• In this section we examine the relationship between the degree of the polynomial d and the underfitting or overfitting of our hypothesis.

• We need to distinguish whether bias or variance is the problem contributing to bad predictions.

• High bias is underfitting and high variance is overfitting. Ideally, we need to find a golden mean between these two.

• The training error will tend to decrease as we increase the degree d of the polynomial.

• At the same time, the cross validation error will tend to decrease as we increase d up to a point, and then it will increase as d is increased, forming a convex curve.

• High bias (underfitting): both $$J_{train}(\Theta)$$ and $$J_{CV}(\Theta)$$ will be high. Also, $$J_{CV}(\Theta) \approx J_{train}(\Theta)$$.

• High variance (overfitting): $$J_{train}(\Theta)$$ will be low and $$J_{CV}(\Theta)$$ will be much greater than $$J_{train}(\Theta)$$.

• The is summarized in the figure below:

• In the figure above, we see that as $$\lambda$$ increases, our fit becomes more rigid.

• On the other hand, as $$\lambda$$ approaches 0, we tend to over overfit the data.

• So how do we choose our parameter $$\lambda$$ to get it 'just right' ? In order to choose the model and the regularization term λ, we need to:

• Create a list of lambdas (i.e. λ ∈ {0,0.01,0.02,0.04,0.08,0.16,0.32,0.64,1.28,2.56,5.12,10.24});

• Create a set of models with different degrees or any other variants.

• Iterate through the $$\lambda$$ and for each $$\lambda$$ go through all the models to learn some $$\Theta$$.

• Compute the cross validation error using the learned Θ (computed with λ) on the $$J_{CV}(\Theta)$$ without regularization or λ = 0.

• Select the best combo that produces the lowest error on the cross validation set.

• Using the best combo Θ and λ, apply it on $$J_{test}(\Theta)$$ to see if it has a good generalization of the problem.

• Training an algorithm on a very few number of data points (such as 1, 2 or 3) will easily have 0 errors because we can always find a quadratic curve that touches exactly those number of points. Hence:

• As the training set gets larger, the error for a quadratic function increases.

• The error value will plateau out after a certain m, or training set size. Experiencing high bias:

• Low training set size: causes $$J_{train}(\Theta)$$ to be low and $$J_{CV}(\Theta)$$ to be high.

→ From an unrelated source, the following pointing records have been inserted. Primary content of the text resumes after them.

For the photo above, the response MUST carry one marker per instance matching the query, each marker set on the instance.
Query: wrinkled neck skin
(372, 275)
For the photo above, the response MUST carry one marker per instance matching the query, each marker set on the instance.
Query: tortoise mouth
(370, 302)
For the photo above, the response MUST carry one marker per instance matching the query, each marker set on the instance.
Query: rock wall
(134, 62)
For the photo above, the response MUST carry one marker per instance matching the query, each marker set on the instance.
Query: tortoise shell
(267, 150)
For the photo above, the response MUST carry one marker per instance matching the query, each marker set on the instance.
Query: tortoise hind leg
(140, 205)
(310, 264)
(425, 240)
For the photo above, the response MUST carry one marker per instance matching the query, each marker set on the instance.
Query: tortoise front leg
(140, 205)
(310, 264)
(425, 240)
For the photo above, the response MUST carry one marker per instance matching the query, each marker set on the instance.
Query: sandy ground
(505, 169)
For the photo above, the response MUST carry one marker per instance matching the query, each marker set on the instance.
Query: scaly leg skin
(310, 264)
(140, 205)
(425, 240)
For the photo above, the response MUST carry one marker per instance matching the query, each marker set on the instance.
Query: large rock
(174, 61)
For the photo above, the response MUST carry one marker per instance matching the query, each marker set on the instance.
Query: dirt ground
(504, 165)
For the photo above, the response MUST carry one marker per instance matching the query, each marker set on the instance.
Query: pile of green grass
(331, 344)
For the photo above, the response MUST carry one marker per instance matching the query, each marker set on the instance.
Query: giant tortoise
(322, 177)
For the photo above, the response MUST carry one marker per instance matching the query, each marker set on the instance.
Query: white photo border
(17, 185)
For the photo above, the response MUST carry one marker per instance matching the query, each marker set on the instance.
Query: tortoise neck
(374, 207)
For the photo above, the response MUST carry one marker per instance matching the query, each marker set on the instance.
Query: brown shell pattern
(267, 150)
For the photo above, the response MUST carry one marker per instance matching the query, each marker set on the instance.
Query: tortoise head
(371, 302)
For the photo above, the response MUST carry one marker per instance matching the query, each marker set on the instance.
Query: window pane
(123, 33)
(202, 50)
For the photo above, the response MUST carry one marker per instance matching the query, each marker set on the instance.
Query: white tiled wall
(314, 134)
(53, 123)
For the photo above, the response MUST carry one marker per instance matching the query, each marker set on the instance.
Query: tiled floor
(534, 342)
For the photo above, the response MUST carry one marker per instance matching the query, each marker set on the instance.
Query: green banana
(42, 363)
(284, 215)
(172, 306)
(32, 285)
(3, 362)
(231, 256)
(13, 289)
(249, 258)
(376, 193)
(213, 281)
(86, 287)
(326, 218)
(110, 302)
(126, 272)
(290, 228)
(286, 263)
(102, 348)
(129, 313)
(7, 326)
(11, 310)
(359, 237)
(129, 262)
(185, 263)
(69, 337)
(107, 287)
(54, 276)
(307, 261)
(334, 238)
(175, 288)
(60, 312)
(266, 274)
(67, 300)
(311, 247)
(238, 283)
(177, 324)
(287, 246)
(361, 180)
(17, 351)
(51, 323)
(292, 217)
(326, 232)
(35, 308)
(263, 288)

• Large training set size: causes both $$J_{train}(\Theta)$$ and $$J_{CV}(\Theta)$$ to be high with $$J_{train}(\Theta) \sim J_{CV}(\Theta)$$.

• If a learning algorithm is suffering from high bias, getting more training data will not (by itself) help much.

• Low training set size: $$J_{train}(\Theta)$$ will be low and $$J_{CV}(\Theta)$$ will be high.

• Large training set size: $$J_{train}(\Theta)$$ increases with training set size and $$J_{CV}(\Theta)$$ continues to decrease without leveling off. Also, $$J_{train}(\Theta) < J_{CV}(\Theta)$$ but the difference between them remains significant.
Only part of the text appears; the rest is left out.